While we take these precautions, no data transmission over the internet is entirely secure. We cannot guarantee the absolute security of information transmitted to us via our website or email.

7. Your Rights — Accessing and Correcting Your Information

Under the Australian Privacy Principles, you have the right to:

• Request access to the personal information we hold about you (APP 12)
• Request that we correct personal information that is inaccurate, out of date, incomplete, irrelevant, or misleading (APP 13)
• Opt out of receiving direct marketing communications from us at any time

To make an access or correction request, please contact us using the details in Section 10 below. We will respond to your request within a reasonable time, generally within 30 days. We may ask you to verify your identity before processing your request. We will not charge a fee for making a request, but we may charge a reasonable fee to cover the cost of providing access where permitted by law.
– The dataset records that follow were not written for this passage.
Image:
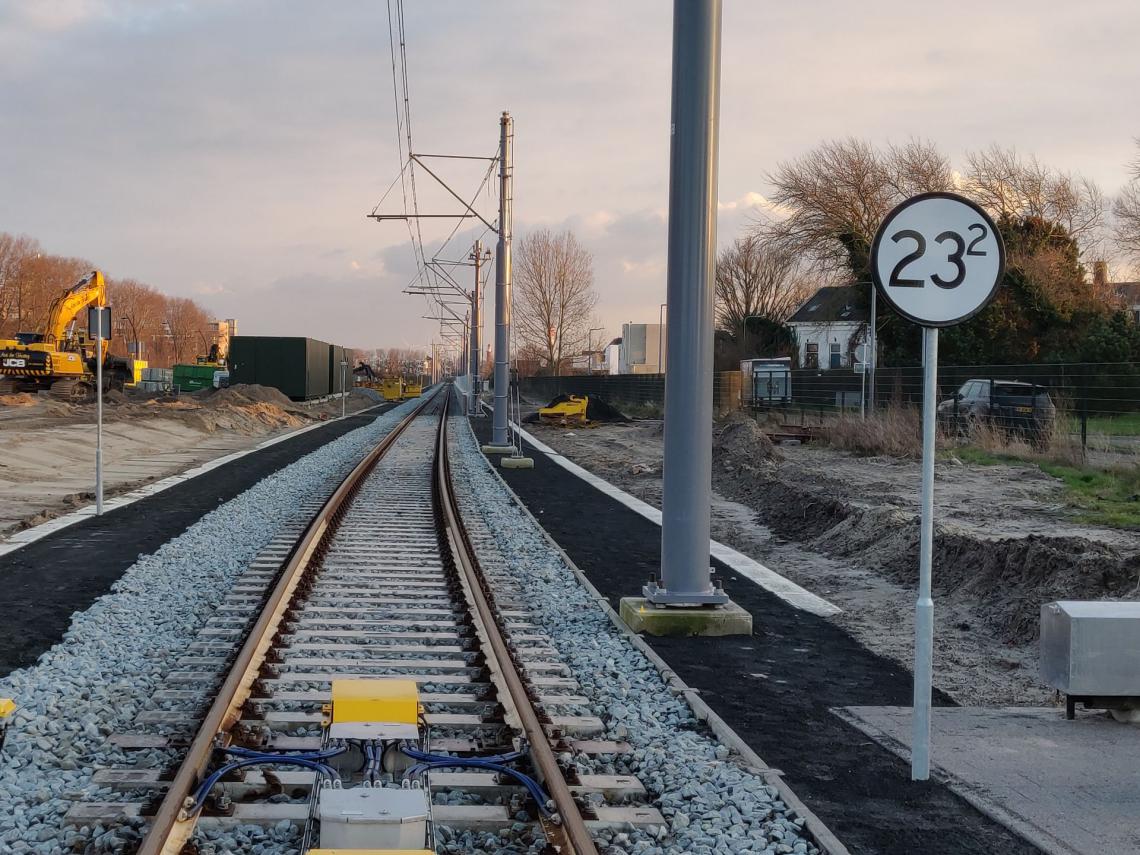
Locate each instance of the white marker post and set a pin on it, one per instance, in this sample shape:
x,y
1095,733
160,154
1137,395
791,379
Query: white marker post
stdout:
x,y
98,322
937,259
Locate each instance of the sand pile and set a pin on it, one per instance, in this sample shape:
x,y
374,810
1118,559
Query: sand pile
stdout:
x,y
246,393
739,442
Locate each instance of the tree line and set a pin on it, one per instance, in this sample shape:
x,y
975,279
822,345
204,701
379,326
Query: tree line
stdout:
x,y
168,328
830,202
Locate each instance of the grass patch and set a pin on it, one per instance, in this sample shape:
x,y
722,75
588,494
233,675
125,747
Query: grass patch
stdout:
x,y
1101,496
1107,497
1126,424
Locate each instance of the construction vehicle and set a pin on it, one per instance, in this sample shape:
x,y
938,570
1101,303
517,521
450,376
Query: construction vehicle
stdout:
x,y
566,409
62,357
209,371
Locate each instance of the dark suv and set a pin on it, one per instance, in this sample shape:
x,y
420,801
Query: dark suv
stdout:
x,y
1018,408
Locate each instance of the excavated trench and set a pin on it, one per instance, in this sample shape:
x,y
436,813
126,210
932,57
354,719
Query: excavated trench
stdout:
x,y
1004,580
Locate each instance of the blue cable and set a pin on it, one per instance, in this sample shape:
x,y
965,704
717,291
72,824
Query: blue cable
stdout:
x,y
532,787
417,755
304,755
203,791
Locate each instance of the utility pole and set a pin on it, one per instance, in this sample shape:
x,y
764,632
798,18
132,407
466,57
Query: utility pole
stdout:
x,y
501,437
685,578
477,324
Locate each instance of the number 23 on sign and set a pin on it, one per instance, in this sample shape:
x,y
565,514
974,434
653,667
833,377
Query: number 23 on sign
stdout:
x,y
937,259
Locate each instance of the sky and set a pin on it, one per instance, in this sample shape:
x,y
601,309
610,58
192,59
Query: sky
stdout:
x,y
229,149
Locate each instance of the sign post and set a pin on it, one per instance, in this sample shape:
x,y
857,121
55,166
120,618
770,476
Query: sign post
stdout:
x,y
98,323
937,260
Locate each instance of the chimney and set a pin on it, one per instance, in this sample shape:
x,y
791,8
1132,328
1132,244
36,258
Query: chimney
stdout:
x,y
1100,274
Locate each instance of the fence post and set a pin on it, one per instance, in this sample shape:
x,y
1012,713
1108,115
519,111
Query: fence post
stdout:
x,y
1084,410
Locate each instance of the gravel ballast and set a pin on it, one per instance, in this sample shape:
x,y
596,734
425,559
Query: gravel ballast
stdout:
x,y
710,801
115,653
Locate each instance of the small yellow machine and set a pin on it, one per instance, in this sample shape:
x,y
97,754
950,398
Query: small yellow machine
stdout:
x,y
62,357
392,389
566,409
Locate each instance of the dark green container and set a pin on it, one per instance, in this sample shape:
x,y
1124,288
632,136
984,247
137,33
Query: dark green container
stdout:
x,y
193,377
296,366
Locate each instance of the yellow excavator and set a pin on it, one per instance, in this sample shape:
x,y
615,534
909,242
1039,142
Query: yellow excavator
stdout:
x,y
62,357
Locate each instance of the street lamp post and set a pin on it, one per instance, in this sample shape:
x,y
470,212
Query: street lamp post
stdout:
x,y
589,348
135,333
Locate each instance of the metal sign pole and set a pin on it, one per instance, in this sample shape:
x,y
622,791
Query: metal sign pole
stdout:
x,y
98,412
937,259
923,607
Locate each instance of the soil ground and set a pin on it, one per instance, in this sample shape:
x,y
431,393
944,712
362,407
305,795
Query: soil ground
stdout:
x,y
47,447
846,528
46,581
776,687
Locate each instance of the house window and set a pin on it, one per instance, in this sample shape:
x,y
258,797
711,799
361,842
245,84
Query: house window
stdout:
x,y
812,355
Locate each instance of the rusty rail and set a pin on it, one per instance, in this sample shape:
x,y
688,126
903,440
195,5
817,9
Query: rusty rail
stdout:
x,y
569,833
170,828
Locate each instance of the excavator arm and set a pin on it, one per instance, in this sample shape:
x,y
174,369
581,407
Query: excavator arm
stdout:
x,y
89,291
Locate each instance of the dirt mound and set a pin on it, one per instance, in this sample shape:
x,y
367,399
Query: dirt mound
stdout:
x,y
739,441
244,393
18,399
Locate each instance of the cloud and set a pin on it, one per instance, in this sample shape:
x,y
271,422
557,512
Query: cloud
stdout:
x,y
239,145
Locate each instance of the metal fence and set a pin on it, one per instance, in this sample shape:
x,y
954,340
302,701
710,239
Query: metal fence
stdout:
x,y
1101,398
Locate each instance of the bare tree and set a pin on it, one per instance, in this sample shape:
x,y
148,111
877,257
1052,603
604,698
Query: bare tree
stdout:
x,y
1126,211
554,294
1014,187
757,277
838,194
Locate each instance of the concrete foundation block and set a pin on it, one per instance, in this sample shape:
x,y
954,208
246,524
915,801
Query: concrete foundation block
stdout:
x,y
643,617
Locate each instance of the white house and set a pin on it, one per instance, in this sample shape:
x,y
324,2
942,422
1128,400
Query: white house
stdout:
x,y
642,349
828,328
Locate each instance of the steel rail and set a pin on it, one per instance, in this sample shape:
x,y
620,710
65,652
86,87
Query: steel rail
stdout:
x,y
170,828
571,827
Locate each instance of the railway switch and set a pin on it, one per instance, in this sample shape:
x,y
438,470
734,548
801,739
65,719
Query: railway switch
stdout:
x,y
373,807
7,707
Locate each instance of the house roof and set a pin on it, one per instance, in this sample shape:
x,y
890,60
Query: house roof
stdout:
x,y
831,304
1129,292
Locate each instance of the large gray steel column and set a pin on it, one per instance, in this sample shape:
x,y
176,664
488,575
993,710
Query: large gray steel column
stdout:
x,y
685,572
475,326
499,433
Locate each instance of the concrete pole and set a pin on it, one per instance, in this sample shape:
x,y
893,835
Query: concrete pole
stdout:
x,y
499,434
874,347
98,410
923,607
685,524
475,326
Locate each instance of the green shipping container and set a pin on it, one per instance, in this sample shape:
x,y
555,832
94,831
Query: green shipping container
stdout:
x,y
193,377
296,366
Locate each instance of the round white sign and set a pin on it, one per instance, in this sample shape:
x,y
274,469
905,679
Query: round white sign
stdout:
x,y
937,259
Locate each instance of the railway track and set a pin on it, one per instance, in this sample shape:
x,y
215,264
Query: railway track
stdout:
x,y
385,581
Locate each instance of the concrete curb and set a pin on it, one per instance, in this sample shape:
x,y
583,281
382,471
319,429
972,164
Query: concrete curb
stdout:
x,y
18,539
743,564
820,833
972,795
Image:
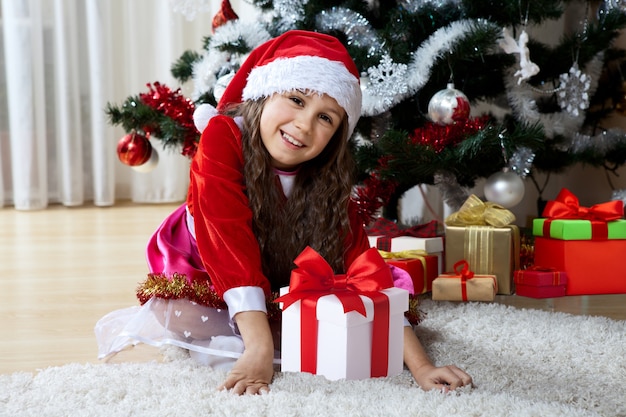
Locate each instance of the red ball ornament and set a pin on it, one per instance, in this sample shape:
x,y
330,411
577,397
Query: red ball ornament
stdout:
x,y
134,150
224,15
449,106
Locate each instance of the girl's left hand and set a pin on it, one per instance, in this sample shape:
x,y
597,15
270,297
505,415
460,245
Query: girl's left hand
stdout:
x,y
444,378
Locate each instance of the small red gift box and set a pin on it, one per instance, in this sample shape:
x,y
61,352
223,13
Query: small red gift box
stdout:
x,y
464,285
422,269
593,267
538,282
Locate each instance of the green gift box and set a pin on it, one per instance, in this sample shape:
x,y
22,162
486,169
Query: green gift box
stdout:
x,y
576,229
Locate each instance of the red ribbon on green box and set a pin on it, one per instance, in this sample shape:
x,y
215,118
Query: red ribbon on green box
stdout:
x,y
567,207
314,278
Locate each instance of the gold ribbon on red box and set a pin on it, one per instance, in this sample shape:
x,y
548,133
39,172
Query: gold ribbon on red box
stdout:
x,y
314,278
556,275
567,207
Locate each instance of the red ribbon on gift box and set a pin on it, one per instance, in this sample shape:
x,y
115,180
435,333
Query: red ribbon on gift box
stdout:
x,y
461,268
566,206
314,278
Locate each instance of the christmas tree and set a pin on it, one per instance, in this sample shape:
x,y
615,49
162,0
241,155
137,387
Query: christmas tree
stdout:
x,y
453,90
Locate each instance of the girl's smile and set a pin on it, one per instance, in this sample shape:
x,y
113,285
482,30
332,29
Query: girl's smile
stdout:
x,y
296,126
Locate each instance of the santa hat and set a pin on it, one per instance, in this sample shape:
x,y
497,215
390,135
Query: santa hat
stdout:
x,y
296,59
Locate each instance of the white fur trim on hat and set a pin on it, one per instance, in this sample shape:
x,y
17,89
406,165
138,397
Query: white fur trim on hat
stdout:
x,y
311,73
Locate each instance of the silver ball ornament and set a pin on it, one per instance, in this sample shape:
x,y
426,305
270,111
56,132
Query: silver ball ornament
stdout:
x,y
449,106
221,84
504,188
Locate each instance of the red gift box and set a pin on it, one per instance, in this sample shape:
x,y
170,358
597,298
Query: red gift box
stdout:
x,y
592,266
423,271
539,282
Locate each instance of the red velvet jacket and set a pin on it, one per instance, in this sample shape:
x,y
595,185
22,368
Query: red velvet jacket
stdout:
x,y
222,217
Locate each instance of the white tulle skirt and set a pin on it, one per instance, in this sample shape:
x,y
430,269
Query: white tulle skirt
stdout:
x,y
208,333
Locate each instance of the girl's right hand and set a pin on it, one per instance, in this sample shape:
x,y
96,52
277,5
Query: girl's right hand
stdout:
x,y
253,371
251,374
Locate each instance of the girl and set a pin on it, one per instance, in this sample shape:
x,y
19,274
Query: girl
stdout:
x,y
272,175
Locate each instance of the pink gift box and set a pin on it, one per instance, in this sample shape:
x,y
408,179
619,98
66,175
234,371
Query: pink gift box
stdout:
x,y
344,340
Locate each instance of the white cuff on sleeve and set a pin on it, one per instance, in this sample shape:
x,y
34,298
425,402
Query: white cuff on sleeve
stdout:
x,y
240,299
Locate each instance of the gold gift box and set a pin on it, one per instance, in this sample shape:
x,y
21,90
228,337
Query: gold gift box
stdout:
x,y
488,250
449,287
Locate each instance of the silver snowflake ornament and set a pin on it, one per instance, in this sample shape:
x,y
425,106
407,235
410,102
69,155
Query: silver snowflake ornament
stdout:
x,y
388,79
573,94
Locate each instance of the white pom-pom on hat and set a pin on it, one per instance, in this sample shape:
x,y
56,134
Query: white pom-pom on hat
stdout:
x,y
296,59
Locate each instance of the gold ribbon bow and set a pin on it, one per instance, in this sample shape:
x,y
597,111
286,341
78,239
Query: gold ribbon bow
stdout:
x,y
475,212
405,254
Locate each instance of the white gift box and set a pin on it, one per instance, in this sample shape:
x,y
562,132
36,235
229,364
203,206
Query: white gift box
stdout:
x,y
344,340
432,246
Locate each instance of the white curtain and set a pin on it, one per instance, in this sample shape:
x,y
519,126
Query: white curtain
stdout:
x,y
61,62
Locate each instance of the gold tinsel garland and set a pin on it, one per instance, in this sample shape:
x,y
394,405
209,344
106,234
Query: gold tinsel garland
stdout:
x,y
201,292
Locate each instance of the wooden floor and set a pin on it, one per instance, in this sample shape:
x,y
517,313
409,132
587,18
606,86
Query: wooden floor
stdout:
x,y
64,268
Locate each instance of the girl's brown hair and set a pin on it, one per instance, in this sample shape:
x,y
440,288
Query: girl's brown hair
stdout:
x,y
316,213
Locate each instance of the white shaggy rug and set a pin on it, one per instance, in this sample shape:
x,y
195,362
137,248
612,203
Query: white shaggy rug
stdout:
x,y
524,363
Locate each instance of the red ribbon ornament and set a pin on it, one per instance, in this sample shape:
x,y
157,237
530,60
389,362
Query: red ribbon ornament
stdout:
x,y
461,268
314,278
567,207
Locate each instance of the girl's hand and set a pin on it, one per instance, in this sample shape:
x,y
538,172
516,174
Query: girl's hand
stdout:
x,y
253,371
251,374
444,378
427,375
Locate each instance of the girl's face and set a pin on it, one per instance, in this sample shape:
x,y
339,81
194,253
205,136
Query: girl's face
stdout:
x,y
296,126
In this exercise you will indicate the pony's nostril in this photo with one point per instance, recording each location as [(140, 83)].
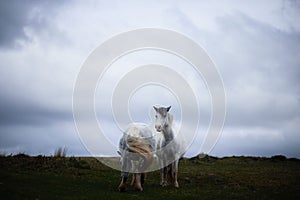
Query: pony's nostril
[(157, 127)]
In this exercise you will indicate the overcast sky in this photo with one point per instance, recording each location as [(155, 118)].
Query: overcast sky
[(256, 47)]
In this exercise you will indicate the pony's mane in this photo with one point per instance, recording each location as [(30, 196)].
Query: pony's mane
[(137, 144), (170, 118)]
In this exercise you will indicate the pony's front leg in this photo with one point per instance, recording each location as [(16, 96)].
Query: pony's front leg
[(175, 173), (124, 174), (122, 185), (163, 173), (137, 182)]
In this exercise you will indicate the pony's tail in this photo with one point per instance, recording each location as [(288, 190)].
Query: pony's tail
[(138, 145)]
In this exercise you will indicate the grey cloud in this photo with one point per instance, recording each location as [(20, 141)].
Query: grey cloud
[(16, 16), (18, 111)]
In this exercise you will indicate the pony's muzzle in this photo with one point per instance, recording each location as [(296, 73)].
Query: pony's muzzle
[(158, 128)]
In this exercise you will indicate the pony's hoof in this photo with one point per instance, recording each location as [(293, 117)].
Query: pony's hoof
[(139, 188), (164, 184), (176, 184), (122, 187)]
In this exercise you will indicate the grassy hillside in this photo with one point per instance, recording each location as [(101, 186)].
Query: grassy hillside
[(24, 177)]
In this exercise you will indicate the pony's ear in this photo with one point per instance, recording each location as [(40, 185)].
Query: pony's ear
[(168, 108)]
We may decline an access or correction request in limited circumstances permitted by the Privacy Act — for example, where providing access would have an unreasonable impact on the privacy of another individual. Where we decline, we will give you written reasons.

8. Complaints

If you believe we have handled your personal information in a manner that does not comply with the Privacy Act or the Australian Privacy Principles, we encourage you to contact us in the first instance so we can attempt to resolve your concern.

If you are not satisfied with our response, you may lodge a complaint with the Office of the Australian Information Commissioner (OAIC):

• Website: www.oaic.gov.au
• Phone: 1300 363 992
• Post: GPO Box 5218, Sydney NSW 2001

9. Cookies and Website Analytics

Our website uses cookies and similar tracking technologies to improve your browsing experience and understand how visitors use our site. Cookies are small text files stored on your device by your browser.

We use the following types of cookies:

• Essential cookies: Necessary for the website to function correctly. These cannot be disabled.
• Analytics cookies: We use Google Analytics to collect aggregated, anonymised data about website traffic and usage patterns. This data does not identify you personally. You can opt out of Google Analytics by installing the Google Analytics Opt-out Browser Add-on.

You can control or delete cookies through your browser settings. Disabling certain cookies may affect the functionality of our website.

10. Contact Us

For any privacy-related enquiries, access or correction requests, or complaints, please contact:

11. Changes to This Policy

We may update this Privacy Policy from time to time to reflect changes in our practices, services, or applicable law. The current version will always be published on this page with the effective date noted at the top. We encourage you to review this Policy periodically.

Material changes to this Policy will be notified to active clients via email where reasonably practicable.